Still, I was rather surprised to find myself standing alone in the small Belle Haven airport with a briefcase in one hand and a duffle bag in the other. A rather tall blonde woman walked over to me, wearing blue jeans a green tank top.
“Hey there!” she said with a friendly smile. “Are you Mr. Carter?”
I nodded and assured her that I was.
“It’s wonderful to meet you!” she said, shaking my hand. “My name is Paige Bennet. I’m Eliot’s sister. Thank you so much for coming out on such short notice.”
After a brief discourse on how my flight had been, she took me over to a red truck and gestured for me to climb inside, whence she drove me to a large white southern mansion with thick columns lining the veranda. My mouth gaping at the manor before me, I clambered out of the car with my luggage and slowly followed Paige inside the house. She continued giving me the inside story on life in Belle Haven and how it was the talk of the town that the local schools had installed their first computers.

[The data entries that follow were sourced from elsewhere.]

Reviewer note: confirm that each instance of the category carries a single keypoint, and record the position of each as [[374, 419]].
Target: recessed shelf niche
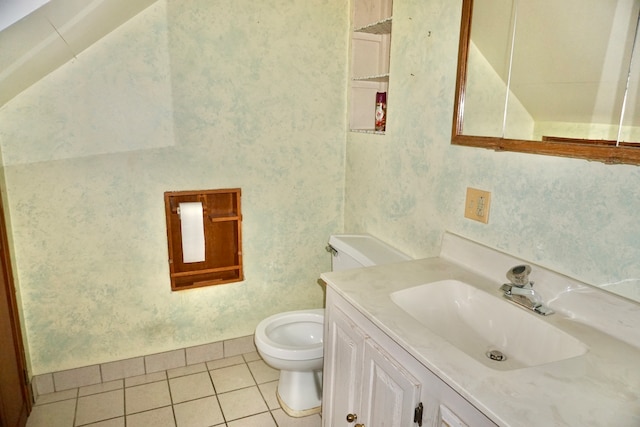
[[370, 52]]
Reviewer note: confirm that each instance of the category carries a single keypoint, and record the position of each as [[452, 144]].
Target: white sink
[[478, 323]]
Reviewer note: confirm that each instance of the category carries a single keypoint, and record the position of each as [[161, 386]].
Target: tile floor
[[238, 391]]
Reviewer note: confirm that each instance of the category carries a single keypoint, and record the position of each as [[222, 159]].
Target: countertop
[[599, 388]]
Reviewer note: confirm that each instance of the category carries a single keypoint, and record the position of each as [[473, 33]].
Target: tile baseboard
[[148, 364]]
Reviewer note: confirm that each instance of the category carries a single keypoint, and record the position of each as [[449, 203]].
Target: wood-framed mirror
[[551, 77]]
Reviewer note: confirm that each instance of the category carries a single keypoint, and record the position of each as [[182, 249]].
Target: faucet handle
[[519, 275]]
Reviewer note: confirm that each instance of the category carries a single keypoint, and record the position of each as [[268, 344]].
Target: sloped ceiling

Eventually, I began to avert my attention from the lady to the house and I listened as we climbed the front steps and entered into the foyer. In front of me was a large staircase, carpeted with a crimson runner, which opened upward towards on the left and the right to higher floors. A golden cornice lined the edge of the walls in the hallway, which parted into a parlor on the left and a sitting room on the right. The finest furniture I had ever seen were set up against the walls and were decorated with rare antique china or magnificent gold candelabras that sparkled in the dim lighting. I had never before seen anything that came remotely close to matching this place’s beauty and splendor.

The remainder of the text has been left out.